To render Iceberg `INSERT` statements for review or an explicit apply step:

```python
from contractforge_aws import render_aws_glue_job_run_evidence_sql

sql = render_aws_glue_job_run_evidence_sql(
    job_name="cf-orders",
    run_id=run.run_id,
    target_table="glue.bronze.orders",
    mode="scd0_append",
    database="contractforge_ops",
)
```

For query-only operational cost reporting over ContractForge evidence tables:

```python
from contractforge_aws import CostModel, render_aws_operational_cost_query

query = render_aws_operational_cost_query(
    database="lake_bronze_ops",
    cost_model=CostModel(dpu_hour_usd=0.44),
)
```

The query estimates cost only from `ctrl_ingestion_cost.signal_name = 'glue_dpu_seconds'`. If no explicit DPU-hour rate is supplied, cost fields stay `NULL`.

## Minimal AWS smoke test

The adapter includes a cost-gated smoke runner for the smallest real AWS validation path:

- creates/uses a tagged S3 bucket;
- uploads a tiny JSON input file;
- creates/uses a tagged Glue IAM role;
- renders and publishes ContractForge AWS artifacts through the adapter;
- registers a Glue Spark/Iceberg job;
- optionally starts one `scd0_overwrite` run.
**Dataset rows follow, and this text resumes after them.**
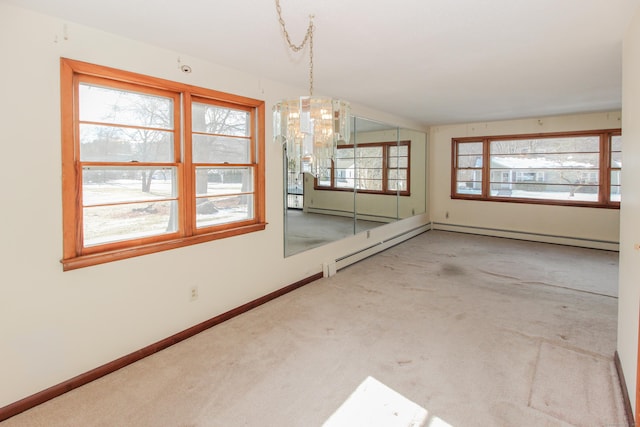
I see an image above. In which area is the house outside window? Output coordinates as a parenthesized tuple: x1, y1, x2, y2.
(451, 129, 621, 208)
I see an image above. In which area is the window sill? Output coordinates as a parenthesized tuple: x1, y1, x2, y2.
(61, 222, 267, 271)
(451, 194, 620, 209)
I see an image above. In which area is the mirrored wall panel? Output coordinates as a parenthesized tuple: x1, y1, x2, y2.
(284, 116, 426, 256)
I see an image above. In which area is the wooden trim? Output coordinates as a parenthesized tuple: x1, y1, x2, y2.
(61, 222, 267, 271)
(0, 272, 324, 422)
(60, 59, 79, 261)
(61, 58, 263, 108)
(314, 140, 411, 196)
(452, 128, 622, 143)
(614, 351, 635, 427)
(256, 102, 266, 224)
(60, 58, 267, 270)
(451, 129, 622, 209)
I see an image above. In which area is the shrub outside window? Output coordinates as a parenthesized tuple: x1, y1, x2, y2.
(61, 59, 265, 270)
(451, 130, 621, 208)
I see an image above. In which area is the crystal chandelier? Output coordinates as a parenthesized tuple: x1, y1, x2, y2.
(272, 0, 351, 177)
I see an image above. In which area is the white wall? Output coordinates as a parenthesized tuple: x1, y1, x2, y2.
(618, 5, 640, 416)
(0, 3, 428, 408)
(429, 112, 622, 250)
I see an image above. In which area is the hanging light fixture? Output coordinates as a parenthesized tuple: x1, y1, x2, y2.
(273, 0, 351, 178)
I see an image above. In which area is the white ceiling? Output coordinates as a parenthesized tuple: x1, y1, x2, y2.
(5, 0, 639, 126)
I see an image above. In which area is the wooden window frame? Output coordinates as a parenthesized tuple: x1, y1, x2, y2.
(61, 58, 266, 271)
(451, 129, 621, 209)
(314, 140, 411, 196)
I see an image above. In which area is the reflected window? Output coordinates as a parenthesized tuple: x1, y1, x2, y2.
(316, 141, 410, 195)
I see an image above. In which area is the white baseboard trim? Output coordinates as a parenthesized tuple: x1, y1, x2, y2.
(431, 222, 619, 251)
(335, 224, 431, 270)
(305, 207, 397, 224)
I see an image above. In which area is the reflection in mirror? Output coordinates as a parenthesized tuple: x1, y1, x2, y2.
(284, 117, 426, 256)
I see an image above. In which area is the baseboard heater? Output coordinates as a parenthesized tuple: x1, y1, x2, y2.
(431, 222, 619, 251)
(334, 223, 431, 271)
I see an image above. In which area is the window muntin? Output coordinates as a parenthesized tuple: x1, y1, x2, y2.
(191, 99, 256, 232)
(454, 141, 483, 195)
(452, 130, 621, 207)
(316, 141, 410, 195)
(610, 134, 622, 202)
(82, 166, 179, 246)
(388, 144, 409, 192)
(61, 59, 265, 270)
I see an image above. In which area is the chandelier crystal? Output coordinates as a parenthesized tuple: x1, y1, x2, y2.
(272, 0, 351, 177)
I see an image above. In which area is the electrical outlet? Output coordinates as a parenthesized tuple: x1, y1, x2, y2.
(190, 286, 199, 301)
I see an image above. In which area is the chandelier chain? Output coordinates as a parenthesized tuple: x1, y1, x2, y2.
(275, 0, 314, 96)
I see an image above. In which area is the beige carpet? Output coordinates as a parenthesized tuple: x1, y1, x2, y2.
(2, 231, 626, 426)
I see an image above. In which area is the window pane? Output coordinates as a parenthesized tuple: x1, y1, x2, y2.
(611, 151, 622, 168)
(316, 164, 332, 187)
(611, 135, 622, 152)
(83, 167, 177, 206)
(388, 168, 407, 192)
(356, 158, 383, 169)
(84, 200, 177, 246)
(458, 142, 483, 155)
(192, 135, 251, 163)
(196, 195, 254, 228)
(490, 137, 599, 154)
(79, 84, 173, 129)
(388, 180, 407, 191)
(356, 168, 383, 180)
(491, 153, 599, 169)
(337, 148, 355, 159)
(611, 170, 621, 186)
(80, 124, 174, 162)
(388, 156, 409, 168)
(192, 103, 250, 136)
(356, 179, 383, 191)
(195, 167, 253, 197)
(457, 182, 482, 195)
(611, 186, 621, 202)
(458, 155, 482, 168)
(389, 145, 409, 156)
(334, 165, 353, 187)
(611, 170, 621, 202)
(388, 169, 407, 180)
(457, 169, 482, 182)
(490, 168, 598, 185)
(490, 183, 599, 201)
(357, 146, 383, 158)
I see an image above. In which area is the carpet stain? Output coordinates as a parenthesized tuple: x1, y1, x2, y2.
(441, 263, 465, 275)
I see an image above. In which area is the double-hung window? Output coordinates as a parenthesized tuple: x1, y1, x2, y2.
(61, 59, 265, 270)
(316, 141, 410, 195)
(451, 129, 621, 208)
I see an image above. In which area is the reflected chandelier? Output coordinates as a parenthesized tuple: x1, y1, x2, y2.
(272, 0, 351, 177)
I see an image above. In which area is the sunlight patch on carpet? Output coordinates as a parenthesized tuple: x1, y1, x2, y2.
(323, 376, 452, 427)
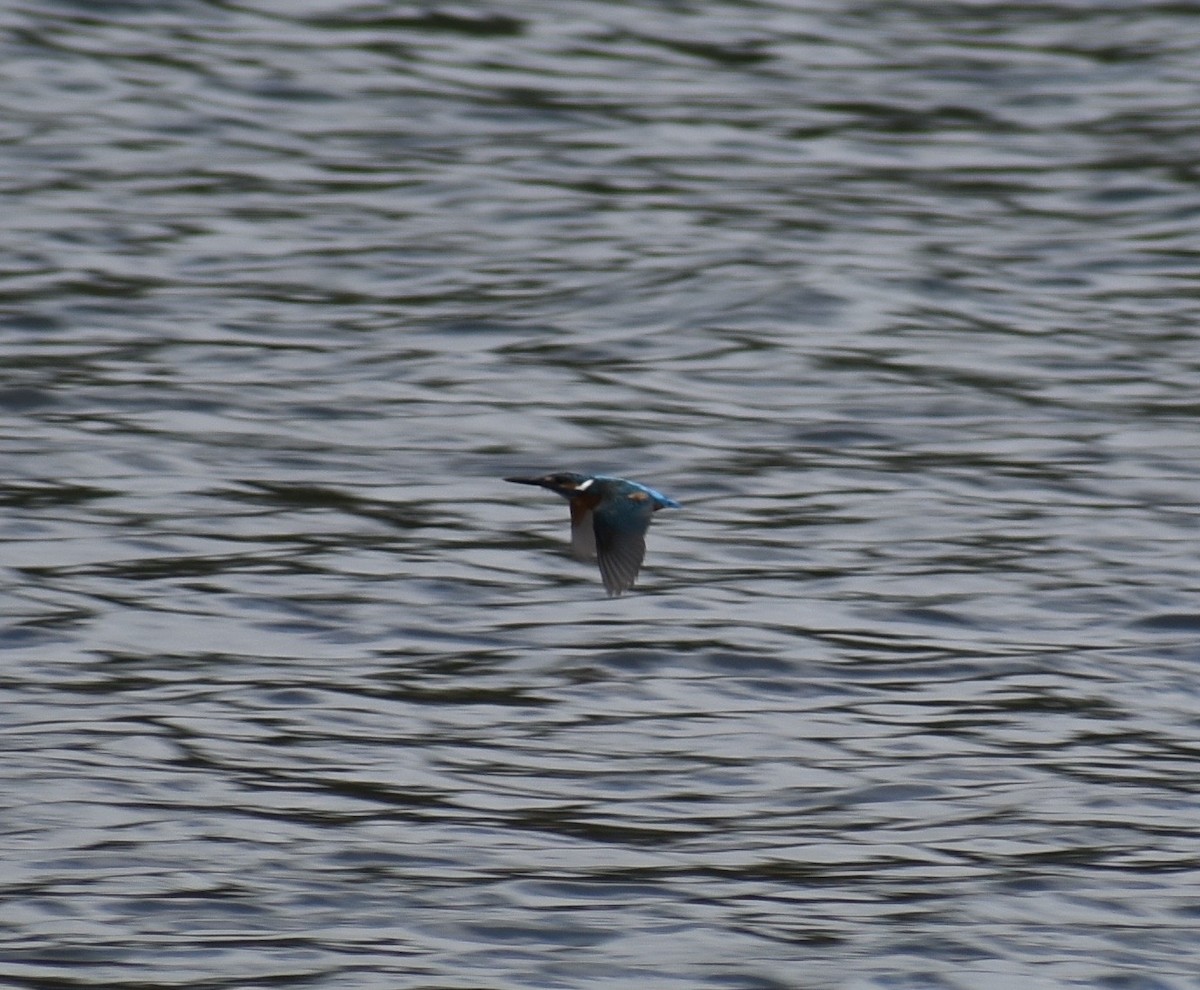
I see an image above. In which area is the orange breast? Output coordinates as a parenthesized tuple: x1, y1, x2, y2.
(569, 491, 602, 527)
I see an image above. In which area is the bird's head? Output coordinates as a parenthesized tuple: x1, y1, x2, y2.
(504, 472, 597, 499)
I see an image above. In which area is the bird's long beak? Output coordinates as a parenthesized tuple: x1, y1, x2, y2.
(504, 476, 546, 487)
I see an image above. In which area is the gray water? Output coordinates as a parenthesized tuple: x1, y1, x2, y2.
(3, 2, 1199, 988)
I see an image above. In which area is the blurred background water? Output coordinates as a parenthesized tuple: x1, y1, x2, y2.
(2, 1, 1199, 988)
Dry-run is the default and does not call AWS:

```bash
contractforge-aws smoke-minimal \
  --account-id 123456789012 \
  --bucket contractforge-aws-smoke-123456789012-us-east-1 \
  --max-estimated-cost-usd 1.00
```

Real execution requires both `--execute` and a cost ceiling that covers the configured timeout:

```bash
contractforge-aws smoke-minimal \
  --account-id 123456789012 \
  --bucket contractforge-aws-smoke-123456789012-us-east-1 \
  --max-estimated-cost-usd 1.00 \
  --execute \
  --wait
```

The default ceiling estimate is based on 2 `G.1X` workers, 10 minutes, and `$0.44` per DPU-hour. The actual successful smoke run is normally much cheaper, but the guardrail uses timeout ceiling rather than optimistic runtime.

## Scope

See `docs/specs/aws-adapter.md` and `docs/adapters/aws.md` in the repository root.